As a rather hardcore quantitative scientist myself with a great deal of good feeling towards my qualitative brethren, it was with joy and horror that I read Paul’s recent piece on the Patient Opinion blog “I don’t want to be data, I want a conversation”, which flips the usual dominance relationship on its head and champions qualitative over quantitative methods. Paul argues that the NHS needs to “step outside its mindset” and stop using words like “captured” and “mined” in regard to patient feedback which should be treated, first and foremost, as a conversation.

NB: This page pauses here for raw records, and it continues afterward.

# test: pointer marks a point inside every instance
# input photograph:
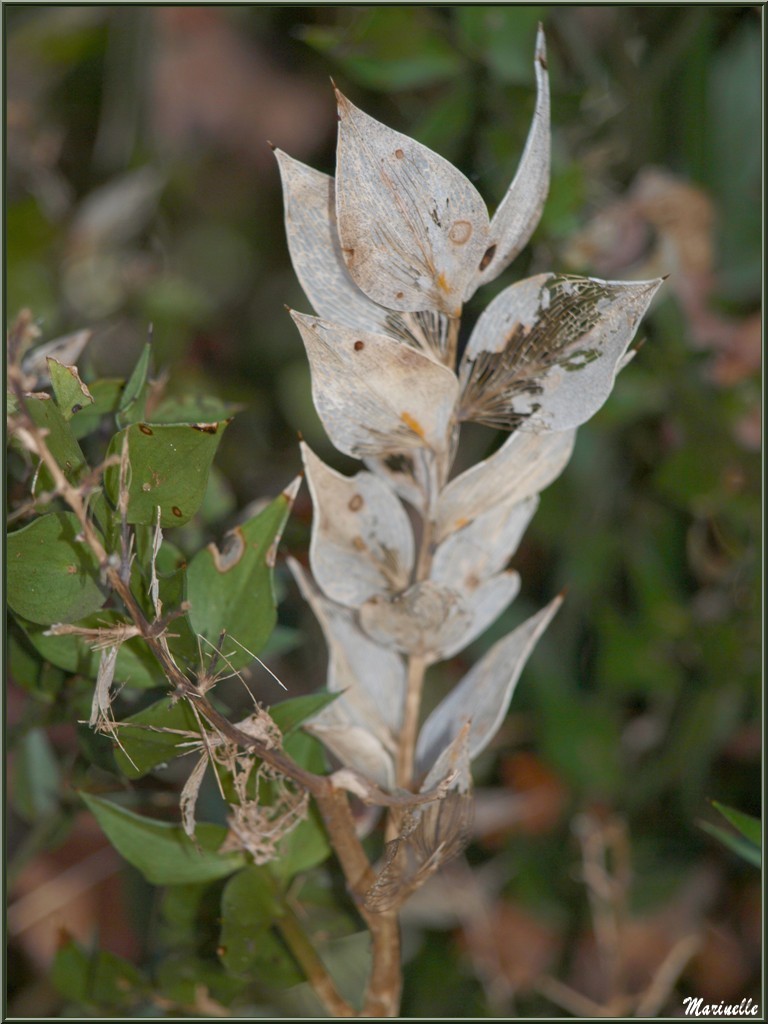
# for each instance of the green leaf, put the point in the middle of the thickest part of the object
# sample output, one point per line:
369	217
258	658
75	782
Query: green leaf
169	468
30	672
59	439
52	577
304	847
162	851
348	962
194	409
144	750
135	667
133	402
101	979
70	392
232	589
288	715
306	751
105	393
35	790
250	948
749	844
736	844
750	826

One of the funny things about being a data monkey in the NHS is that people think of you as rather like a machine, spewing out graphs and computer code and don’t think about you as getting sick, or tired, or seeing a doctor. But in fact I have rather a lot of chronic illnesses and it seems I’m forever waiting in the GP’s reception or waiting for my consultant to call me. I’ve seen many doctors over the years, some brilliant, some okay, and some really dreadful ones, and I totally identify with the idea that when you feedback to the NHS you want it to listen to you and respond properly rather than giving you a “corporate” response which really just protects them legally and doesn’t commit to any change.
I do think it’s dangerous, though, to conflate the use of surveys, statistics, and data-focused methodologies with poor quality responses from health providers.
Because actually I do want to be data.
I recognise the value of response rate, sample size, reliability, and validity and although I am a big fan of the story-driven approach adopted by Patient Opinion I worry that if we only had two stories from each service user area we wouldn’t know enough about the silent majority. A good example of this would be where specific service user groups had poor engagement with feedback mechanisms. Their voice would never be heard. Using a data-driven approach we can compare the demographic composition of survey respondents with the known demographic composition of service users and ensure we are hearing everybody’s voice. Where we are not hearing everyone’s voice, we can even use complex survey techniques to adjust summary statistics to better reflect the “true” value of the statistic in the population.
I’m an atypical example, of course. Most people don’t want to be data, and I frustrate people in my work and home life by continuously harping on about probability, the ecological fallacy, correlation (it’s NOT CAUSATION!), the presence or absence of control groups, covariates, and so on ad infinitum. But I’m proud to be a data monkey and it’s my heartfelt wish to make sure that we can hear all the voices across all of our health services, analyse, mine, factor, and standardise them, and only then will we be ready to have a truly informed conversation over a nice cup of tea (this stage I’ll leave to the experts, I’ll stay here with my spreadsheets, but it’s white with none, thanks).